Thank you for the wonderful advice! Thank you for making me feel better about the decisions I made. I wish my husband would have been in rehab longer but sadly our insurance wouldn’t pay claiming him to be a “moderate user”. So basically my husband only spent about 10 days in rehab. I will say this though the rehab center he was at wasn’t providing the care he needed. He was only seeing a therapist 2 maybe 3 times a week. He learned some good things out it, which I’m so glad. He was just hoping for more. We are looking into an outpatient option now. I have had bad anxiety over this and depression and I am constantly living in fear that I’m going to lose him. I have no idea how to control those fears and when they creep up I feel like I can’t control them and I start panicking. I did the same and told him I’m divorcing if it happens again. It’s just scary to think about divorce as a stay at home Mom. I’m so sorry you had to go through that scary time with your husband. I can’t imagine how scared you most have been. I’m so glad he is doing better and is on the good side of things now. That makes me feel hopeful that things can get better it’s just going to take a lot of work for us to get through it. I don’t want to leave my husband especially since he did go and was willing to go to rehab. I need to to support him and also take care of myself. I’ve been going to a therapist and that is definitely helping. She mentioned for me to go to Alan on meetings? Are those beneficial or is it to hard to hear some of the stories people tell?

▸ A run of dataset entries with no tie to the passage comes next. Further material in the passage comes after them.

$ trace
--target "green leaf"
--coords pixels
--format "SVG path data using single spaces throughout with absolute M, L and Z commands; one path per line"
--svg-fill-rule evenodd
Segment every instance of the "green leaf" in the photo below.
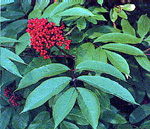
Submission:
M 135 9 L 135 5 L 134 4 L 124 4 L 124 5 L 121 5 L 121 8 L 126 11 L 133 11 Z
M 132 35 L 123 34 L 123 33 L 108 33 L 100 36 L 94 42 L 116 42 L 116 43 L 128 43 L 128 44 L 137 44 L 141 43 L 142 39 L 137 38 Z
M 106 45 L 103 45 L 102 48 L 123 52 L 129 55 L 143 55 L 143 51 L 141 51 L 139 48 L 128 45 L 128 44 L 121 44 L 121 43 L 109 43 Z
M 88 123 L 97 128 L 100 116 L 100 103 L 97 96 L 90 90 L 85 88 L 77 88 L 79 96 L 77 98 L 79 107 Z
M 8 38 L 8 37 L 0 37 L 0 44 L 1 43 L 10 43 L 10 42 L 19 42 L 16 39 Z
M 73 7 L 61 13 L 58 13 L 58 15 L 60 16 L 94 16 L 90 10 L 82 8 L 82 7 Z
M 60 129 L 79 129 L 75 124 L 63 121 L 60 125 Z
M 106 73 L 125 81 L 125 77 L 118 69 L 100 61 L 84 61 L 77 65 L 76 69 Z
M 97 0 L 97 2 L 102 6 L 103 0 Z
M 127 89 L 108 78 L 100 76 L 80 76 L 78 79 L 100 89 L 103 92 L 115 95 L 127 102 L 137 104 Z
M 6 108 L 0 115 L 0 127 L 1 129 L 6 129 L 7 125 L 9 124 L 11 117 L 11 110 L 10 108 Z
M 53 108 L 53 118 L 55 121 L 55 128 L 63 121 L 68 113 L 73 108 L 78 94 L 75 88 L 70 88 L 56 101 Z M 61 109 L 61 110 L 60 110 Z M 63 112 L 62 112 L 63 111 Z
M 29 73 L 35 68 L 42 67 L 44 65 L 48 65 L 51 63 L 50 59 L 43 60 L 43 57 L 35 57 L 33 60 L 28 64 L 27 68 L 24 71 L 24 75 Z
M 5 17 L 1 17 L 0 16 L 0 22 L 5 22 L 5 21 L 9 21 L 10 19 L 7 19 L 7 18 L 5 18 Z
M 121 20 L 121 26 L 122 26 L 123 33 L 136 36 L 135 29 L 131 26 L 131 24 L 129 23 L 128 20 L 122 19 Z
M 47 111 L 40 112 L 31 122 L 28 129 L 40 129 L 49 119 L 50 119 L 49 112 Z
M 84 17 L 81 17 L 79 20 L 77 20 L 77 27 L 80 31 L 86 28 L 86 21 Z
M 135 56 L 135 59 L 142 68 L 150 72 L 150 61 L 146 56 L 145 57 Z
M 39 68 L 35 68 L 29 73 L 27 73 L 20 81 L 18 88 L 16 90 L 20 90 L 29 85 L 35 84 L 40 79 L 44 77 L 54 76 L 63 72 L 68 71 L 69 68 L 62 64 L 49 64 Z
M 142 15 L 138 20 L 138 29 L 137 33 L 140 35 L 141 38 L 144 38 L 144 36 L 148 33 L 150 28 L 150 19 L 147 17 L 147 15 Z
M 30 45 L 30 35 L 28 33 L 23 34 L 19 39 L 19 43 L 15 46 L 15 52 L 17 55 L 22 53 L 28 45 Z
M 42 16 L 42 11 L 40 9 L 36 9 L 36 10 L 33 10 L 29 15 L 28 15 L 28 19 L 31 19 L 31 18 L 41 18 Z
M 70 81 L 70 77 L 56 77 L 44 81 L 29 94 L 22 112 L 41 106 L 51 97 L 61 92 Z
M 126 119 L 120 114 L 115 113 L 112 110 L 105 109 L 102 113 L 101 120 L 104 120 L 111 124 L 125 124 Z
M 75 121 L 78 125 L 89 125 L 78 108 L 73 108 L 73 110 L 68 114 L 66 119 Z
M 118 16 L 124 19 L 128 19 L 127 14 L 123 10 L 121 10 L 121 12 L 118 13 Z
M 111 64 L 113 64 L 120 72 L 123 72 L 124 74 L 128 75 L 130 74 L 130 69 L 127 61 L 119 54 L 115 52 L 111 52 L 108 50 L 105 50 L 107 53 L 107 57 Z
M 144 104 L 136 108 L 129 117 L 129 121 L 132 124 L 138 123 L 144 118 L 150 115 L 150 104 Z
M 29 113 L 16 114 L 12 118 L 12 127 L 15 129 L 25 129 L 28 126 Z
M 101 62 L 103 62 L 103 63 L 107 63 L 107 56 L 106 56 L 106 53 L 105 53 L 104 50 L 102 50 L 101 47 L 96 48 L 96 50 L 95 50 L 95 55 L 96 55 L 96 56 L 94 56 L 94 58 L 93 58 L 94 60 L 96 60 L 96 61 L 101 61 Z
M 46 0 L 36 0 L 35 6 L 34 6 L 34 10 L 41 10 L 43 11 L 45 9 L 45 7 L 50 3 L 50 1 Z
M 94 45 L 92 43 L 84 43 L 80 45 L 76 51 L 77 59 L 76 64 L 79 64 L 83 61 L 92 60 L 94 55 Z

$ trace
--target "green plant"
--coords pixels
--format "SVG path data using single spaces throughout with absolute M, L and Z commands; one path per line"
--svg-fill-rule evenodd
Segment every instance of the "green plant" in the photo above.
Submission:
M 126 17 L 117 29 L 108 25 L 103 1 L 97 2 L 37 0 L 33 6 L 16 0 L 2 6 L 3 129 L 149 128 L 150 61 L 145 53 L 150 19 L 140 16 L 134 28 Z M 128 6 L 119 7 L 131 11 Z M 62 23 L 66 27 L 60 29 Z M 61 45 L 57 37 L 65 37 Z

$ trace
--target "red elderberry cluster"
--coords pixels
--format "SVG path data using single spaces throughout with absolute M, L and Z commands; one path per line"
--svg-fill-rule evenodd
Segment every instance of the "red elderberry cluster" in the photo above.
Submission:
M 31 46 L 43 56 L 44 59 L 50 58 L 49 49 L 54 46 L 62 46 L 65 44 L 65 49 L 69 50 L 71 40 L 66 40 L 63 35 L 64 24 L 56 26 L 53 22 L 48 22 L 47 19 L 30 19 L 28 20 L 27 32 L 31 36 Z
M 11 88 L 6 87 L 4 89 L 4 96 L 6 96 L 7 98 L 10 98 L 8 101 L 12 104 L 12 106 L 16 107 L 18 106 L 18 101 L 21 100 L 21 97 L 18 96 L 17 94 L 13 94 L 13 91 Z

Hi @Bballstar, it’s been a few months since you posted this - how are things going today? Your situation sounds very familiar. My husband went to rehab for opiates, after I gave a sort of ultimatum and then ended up telling his immediate family. I had shared with one of his family members before that, and my husband wasn’t really okay with it but I did it more for myself. It was so hard to carry it by myself, which is what it felt like at the time.
I hope you are able to take care of yourself, and know that this can be a traumatic experience for everyone involved. It’s not up to you to know exactly the right thing to do or say in this situation. You’re navigating some crazy shit right now and you don’t owe anyone answers or explanations. That’s great you’re going to see a therapist. That was the first step I took and it saved me to just be able to have a safe, non-judgmental space to talk and work through my feelings and behaviors. I eventually found Al-Anon, where I found community, strength, hope, faith. I encourage you to keep leaning into those safe spaces, wherever you find them. And trust your gut, always. Sending love!